Among the final chapters of the book is a critical survey of the development of Spinozism in the Netherlands in the nineteenth and twentieth centuries ("Nineteenth and Twentieth-Century Dutch Spinozism") and modern and recent trends in Spinoza scholarship, especially in Europe ("Spinoza Past and Present"). The former chapter examines how Spinozism, which experienced a lull in the eighteenth century in the Netherlands (Van Bunge notes that "Spinoza hardly played any part in Dutch High Enlightenment discourse"), regained traction in the late nineteenth century as primarily a "propagandist" movement among figures like Van Vloten, then entered a more "philosophical" (or levensbeschouwelijk, meaning "contemplative life") stage in the early twentieth century, finally reaching a "scholarly" phase by the 1960s with ground-breaking work by such Dutch and Flemish scholars as Hubbeling, De Dijn, and Klever. This survey of the life of Dutch Spinozism is both illuminating and useful, particularly as it places this "movement" in the context of modern Dutch history and (in the book's final chapter) allows for a comparison with recent trends in French and Anglo-American Spinoza scholarship.

In sum, this is a rich and varied collection of essays that will be of great interest not only to Spinoza scholars but to anyone interested in the Enlightenment and in Dutch intellectual history. It is a brilliant set of studies that illuminates the intellectual and historical contexts of Spinoza's philosophy, as well as its reception and influence.

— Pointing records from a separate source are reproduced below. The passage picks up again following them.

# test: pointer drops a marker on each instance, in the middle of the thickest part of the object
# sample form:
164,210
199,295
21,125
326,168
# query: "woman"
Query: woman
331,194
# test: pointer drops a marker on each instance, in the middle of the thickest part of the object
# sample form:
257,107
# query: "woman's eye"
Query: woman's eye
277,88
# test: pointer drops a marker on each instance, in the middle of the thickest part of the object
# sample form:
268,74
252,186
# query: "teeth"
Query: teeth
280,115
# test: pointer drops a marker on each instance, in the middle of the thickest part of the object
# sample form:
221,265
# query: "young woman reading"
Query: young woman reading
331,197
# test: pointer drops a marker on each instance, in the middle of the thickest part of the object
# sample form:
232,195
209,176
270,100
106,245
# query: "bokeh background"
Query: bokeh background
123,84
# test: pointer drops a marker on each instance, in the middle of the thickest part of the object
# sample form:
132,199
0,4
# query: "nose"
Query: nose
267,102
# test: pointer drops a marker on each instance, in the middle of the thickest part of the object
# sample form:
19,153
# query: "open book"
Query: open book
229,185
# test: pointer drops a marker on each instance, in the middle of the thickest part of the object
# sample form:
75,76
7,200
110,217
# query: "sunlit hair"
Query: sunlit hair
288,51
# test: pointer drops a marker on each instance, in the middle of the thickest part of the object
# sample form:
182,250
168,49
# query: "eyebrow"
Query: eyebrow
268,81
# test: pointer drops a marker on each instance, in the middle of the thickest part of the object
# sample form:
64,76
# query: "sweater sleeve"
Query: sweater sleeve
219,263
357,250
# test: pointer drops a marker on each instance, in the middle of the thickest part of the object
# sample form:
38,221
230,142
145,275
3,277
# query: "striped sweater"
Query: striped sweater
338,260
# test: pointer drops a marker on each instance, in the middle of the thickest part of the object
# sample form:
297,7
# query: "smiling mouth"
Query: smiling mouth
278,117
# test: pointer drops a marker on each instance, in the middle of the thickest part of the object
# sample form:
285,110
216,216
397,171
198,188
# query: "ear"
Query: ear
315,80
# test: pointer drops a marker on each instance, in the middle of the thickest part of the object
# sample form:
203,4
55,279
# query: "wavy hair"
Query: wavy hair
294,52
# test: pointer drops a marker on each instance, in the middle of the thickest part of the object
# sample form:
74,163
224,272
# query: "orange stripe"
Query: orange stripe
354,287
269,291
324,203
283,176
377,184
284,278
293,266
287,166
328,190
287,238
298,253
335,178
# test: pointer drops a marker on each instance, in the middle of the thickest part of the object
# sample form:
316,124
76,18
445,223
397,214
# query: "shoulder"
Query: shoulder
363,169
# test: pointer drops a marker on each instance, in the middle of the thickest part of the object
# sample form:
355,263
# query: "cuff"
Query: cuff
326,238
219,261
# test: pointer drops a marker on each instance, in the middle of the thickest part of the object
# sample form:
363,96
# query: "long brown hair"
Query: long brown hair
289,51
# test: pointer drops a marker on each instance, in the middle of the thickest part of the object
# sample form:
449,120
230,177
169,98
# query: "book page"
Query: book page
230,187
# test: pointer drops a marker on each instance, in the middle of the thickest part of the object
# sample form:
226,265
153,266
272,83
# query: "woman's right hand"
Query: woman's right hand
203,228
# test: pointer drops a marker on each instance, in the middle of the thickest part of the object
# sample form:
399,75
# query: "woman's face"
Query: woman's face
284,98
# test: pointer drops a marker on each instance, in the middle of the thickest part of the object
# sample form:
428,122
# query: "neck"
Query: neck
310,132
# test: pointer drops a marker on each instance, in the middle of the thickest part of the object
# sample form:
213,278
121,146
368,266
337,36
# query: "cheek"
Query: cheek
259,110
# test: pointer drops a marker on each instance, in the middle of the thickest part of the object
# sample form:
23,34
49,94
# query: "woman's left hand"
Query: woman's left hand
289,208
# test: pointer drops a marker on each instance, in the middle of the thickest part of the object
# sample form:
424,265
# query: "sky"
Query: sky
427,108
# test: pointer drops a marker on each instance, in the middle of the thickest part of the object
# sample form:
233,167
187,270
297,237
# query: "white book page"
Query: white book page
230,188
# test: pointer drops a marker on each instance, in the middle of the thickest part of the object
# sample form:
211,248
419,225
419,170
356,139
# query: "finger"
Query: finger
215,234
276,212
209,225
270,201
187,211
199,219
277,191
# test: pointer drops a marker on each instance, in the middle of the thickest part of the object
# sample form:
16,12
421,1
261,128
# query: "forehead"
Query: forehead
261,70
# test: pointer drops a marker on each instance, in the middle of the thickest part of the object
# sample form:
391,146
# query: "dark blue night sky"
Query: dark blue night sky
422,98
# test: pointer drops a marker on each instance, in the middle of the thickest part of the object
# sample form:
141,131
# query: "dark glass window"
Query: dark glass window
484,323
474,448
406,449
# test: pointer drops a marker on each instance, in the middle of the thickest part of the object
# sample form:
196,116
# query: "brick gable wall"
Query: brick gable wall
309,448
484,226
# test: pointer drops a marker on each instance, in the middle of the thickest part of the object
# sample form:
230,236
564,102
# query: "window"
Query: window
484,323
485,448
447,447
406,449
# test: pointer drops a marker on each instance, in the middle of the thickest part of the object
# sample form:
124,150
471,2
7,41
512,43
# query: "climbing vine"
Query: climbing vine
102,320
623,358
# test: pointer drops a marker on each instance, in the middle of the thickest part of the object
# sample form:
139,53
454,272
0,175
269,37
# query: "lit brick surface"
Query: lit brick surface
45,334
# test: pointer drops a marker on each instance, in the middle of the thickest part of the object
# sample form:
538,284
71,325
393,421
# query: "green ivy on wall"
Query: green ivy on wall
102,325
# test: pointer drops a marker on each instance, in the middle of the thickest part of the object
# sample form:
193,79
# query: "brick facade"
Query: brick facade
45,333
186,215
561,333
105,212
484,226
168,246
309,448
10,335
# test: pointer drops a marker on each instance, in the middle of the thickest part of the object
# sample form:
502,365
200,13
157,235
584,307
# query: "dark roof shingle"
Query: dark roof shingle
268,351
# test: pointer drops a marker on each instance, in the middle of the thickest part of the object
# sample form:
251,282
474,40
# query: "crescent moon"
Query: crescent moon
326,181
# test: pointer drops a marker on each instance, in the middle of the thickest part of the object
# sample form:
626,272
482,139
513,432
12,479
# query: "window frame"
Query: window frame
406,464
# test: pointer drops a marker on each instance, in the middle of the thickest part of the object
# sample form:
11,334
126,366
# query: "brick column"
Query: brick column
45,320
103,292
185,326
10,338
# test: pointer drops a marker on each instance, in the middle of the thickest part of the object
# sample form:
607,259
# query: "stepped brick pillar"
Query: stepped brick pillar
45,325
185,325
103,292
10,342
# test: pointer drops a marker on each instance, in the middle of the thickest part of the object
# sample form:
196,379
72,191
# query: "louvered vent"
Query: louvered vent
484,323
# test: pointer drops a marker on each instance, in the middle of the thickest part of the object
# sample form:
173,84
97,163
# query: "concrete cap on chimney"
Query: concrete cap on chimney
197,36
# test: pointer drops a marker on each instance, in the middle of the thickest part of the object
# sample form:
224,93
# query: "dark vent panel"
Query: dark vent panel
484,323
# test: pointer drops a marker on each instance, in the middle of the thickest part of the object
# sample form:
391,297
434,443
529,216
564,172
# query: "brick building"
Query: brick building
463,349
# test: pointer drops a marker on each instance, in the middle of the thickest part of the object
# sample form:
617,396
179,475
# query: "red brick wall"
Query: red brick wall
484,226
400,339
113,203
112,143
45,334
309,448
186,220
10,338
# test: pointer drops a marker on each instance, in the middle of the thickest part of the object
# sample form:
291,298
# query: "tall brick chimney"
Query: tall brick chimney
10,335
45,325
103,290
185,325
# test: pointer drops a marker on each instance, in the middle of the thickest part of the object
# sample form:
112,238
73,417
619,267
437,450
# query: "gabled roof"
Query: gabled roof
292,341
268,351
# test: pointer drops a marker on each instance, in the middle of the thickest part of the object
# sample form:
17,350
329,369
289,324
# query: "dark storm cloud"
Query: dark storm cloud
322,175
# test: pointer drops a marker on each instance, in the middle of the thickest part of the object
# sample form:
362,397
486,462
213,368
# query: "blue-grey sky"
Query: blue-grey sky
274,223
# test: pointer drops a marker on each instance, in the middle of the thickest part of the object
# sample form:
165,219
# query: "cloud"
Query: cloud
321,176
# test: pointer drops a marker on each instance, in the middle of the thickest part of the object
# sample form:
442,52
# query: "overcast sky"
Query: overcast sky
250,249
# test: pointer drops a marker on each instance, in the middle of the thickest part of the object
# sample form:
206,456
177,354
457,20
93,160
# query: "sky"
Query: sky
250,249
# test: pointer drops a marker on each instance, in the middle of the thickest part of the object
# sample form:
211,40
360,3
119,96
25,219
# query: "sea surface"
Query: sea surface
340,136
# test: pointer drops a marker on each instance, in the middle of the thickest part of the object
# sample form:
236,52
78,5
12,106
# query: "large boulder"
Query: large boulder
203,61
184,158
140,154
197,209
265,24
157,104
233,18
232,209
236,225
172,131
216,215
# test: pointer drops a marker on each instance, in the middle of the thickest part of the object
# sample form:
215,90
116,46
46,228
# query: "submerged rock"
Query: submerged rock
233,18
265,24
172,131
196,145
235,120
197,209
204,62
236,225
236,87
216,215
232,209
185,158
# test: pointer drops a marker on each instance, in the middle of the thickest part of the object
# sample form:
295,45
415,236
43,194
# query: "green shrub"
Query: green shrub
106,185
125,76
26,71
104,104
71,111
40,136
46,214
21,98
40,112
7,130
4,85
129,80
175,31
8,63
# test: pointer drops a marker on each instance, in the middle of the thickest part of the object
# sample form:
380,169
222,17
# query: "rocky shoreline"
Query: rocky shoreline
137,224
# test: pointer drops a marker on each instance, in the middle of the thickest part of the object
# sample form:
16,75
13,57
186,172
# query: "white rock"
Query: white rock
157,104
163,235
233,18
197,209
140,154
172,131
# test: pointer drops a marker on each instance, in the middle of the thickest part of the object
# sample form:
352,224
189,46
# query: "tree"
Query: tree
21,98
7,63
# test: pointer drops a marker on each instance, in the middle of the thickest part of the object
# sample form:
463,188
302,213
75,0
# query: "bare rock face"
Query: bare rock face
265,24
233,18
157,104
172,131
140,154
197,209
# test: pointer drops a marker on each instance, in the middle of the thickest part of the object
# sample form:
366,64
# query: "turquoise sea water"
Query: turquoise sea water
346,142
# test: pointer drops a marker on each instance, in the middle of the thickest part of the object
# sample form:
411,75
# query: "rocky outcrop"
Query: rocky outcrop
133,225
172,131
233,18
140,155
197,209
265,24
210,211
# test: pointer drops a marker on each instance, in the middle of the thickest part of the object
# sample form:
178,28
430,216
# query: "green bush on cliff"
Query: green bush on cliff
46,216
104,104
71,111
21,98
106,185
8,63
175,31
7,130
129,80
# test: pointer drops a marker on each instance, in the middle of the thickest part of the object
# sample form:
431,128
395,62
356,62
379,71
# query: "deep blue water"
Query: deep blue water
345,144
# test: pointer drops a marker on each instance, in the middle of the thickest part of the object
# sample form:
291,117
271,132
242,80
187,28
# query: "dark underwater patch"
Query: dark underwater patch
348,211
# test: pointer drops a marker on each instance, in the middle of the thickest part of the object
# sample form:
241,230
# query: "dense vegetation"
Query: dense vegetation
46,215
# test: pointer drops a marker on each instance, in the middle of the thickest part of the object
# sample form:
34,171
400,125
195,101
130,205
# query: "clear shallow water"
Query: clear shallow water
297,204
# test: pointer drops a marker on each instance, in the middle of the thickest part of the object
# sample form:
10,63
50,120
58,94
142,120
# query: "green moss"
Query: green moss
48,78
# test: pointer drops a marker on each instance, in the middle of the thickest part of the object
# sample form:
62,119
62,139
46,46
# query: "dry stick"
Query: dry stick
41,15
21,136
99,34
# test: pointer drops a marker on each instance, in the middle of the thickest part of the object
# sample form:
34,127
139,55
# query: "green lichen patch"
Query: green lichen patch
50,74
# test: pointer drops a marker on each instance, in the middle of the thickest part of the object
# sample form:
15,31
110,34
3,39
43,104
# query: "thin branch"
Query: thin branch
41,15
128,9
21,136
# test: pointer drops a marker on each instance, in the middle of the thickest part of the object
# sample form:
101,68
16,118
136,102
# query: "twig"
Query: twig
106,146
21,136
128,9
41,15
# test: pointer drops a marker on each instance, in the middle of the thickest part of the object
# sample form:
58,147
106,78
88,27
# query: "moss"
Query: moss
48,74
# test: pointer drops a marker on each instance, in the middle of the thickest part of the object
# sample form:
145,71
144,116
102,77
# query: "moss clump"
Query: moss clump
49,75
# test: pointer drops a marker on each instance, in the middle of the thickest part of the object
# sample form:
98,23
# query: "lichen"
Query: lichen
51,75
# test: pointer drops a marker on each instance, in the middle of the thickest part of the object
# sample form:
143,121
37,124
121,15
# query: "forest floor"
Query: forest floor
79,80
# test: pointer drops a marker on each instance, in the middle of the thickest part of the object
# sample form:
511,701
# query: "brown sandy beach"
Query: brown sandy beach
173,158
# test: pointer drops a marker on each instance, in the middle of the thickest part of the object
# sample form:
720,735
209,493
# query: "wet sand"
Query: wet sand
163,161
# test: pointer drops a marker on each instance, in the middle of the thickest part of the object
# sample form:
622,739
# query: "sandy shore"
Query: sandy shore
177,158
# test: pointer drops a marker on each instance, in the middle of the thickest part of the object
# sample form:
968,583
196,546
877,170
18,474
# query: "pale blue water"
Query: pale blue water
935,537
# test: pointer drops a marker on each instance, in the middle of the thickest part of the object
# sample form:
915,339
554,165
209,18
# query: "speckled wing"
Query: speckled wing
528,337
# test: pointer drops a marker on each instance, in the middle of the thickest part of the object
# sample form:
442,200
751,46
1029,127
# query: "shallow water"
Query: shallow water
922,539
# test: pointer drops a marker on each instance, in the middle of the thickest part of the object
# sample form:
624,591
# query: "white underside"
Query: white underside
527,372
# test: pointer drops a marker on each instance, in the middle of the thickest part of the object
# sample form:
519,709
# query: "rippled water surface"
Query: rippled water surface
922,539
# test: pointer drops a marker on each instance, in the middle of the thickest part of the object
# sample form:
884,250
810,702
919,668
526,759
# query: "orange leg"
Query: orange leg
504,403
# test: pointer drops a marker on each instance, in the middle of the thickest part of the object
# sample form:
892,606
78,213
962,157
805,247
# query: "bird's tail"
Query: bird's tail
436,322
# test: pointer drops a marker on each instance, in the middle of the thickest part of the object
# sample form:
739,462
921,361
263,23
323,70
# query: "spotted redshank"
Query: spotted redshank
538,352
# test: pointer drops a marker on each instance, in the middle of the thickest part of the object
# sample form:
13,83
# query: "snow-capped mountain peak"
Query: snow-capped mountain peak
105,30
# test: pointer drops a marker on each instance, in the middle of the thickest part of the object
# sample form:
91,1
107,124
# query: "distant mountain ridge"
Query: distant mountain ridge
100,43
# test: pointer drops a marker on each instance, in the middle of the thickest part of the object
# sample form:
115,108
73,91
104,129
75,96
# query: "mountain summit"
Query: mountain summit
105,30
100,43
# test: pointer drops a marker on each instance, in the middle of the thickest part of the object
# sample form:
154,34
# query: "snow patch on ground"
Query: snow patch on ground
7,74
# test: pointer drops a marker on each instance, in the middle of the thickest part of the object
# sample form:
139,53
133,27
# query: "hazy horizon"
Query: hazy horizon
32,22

Let me close by adding a word of praise for the series Brill's Studies in Intellectual History, in which this book appears. Brill has recently brought out a number of fine and important volumes on Spinoza (including Van Bunge's earlier book, From Stevin to Spinoza: An Essay on Philosophy in the Seventeenth-Century Dutch Republic, and a presentation by Leen Spruit and Pina Totaro of the recently discovered manuscript of the Ethics), on early modern intellectual history (for example, Erik Jorink's Reading the Book of Nature in the Dutch Golden Age: 1575-1715), and editions of primary texts (such as the translation of Arnold Geulincx's Ethics, with Samuel Beckett's notes). The books, all hardcover, are ridiculously and unreasonably expensive, but they are important additions to the scholarly literature. As university presses take on fewer and fewer "low level" projects, it is good to know that someone is picking up the slack.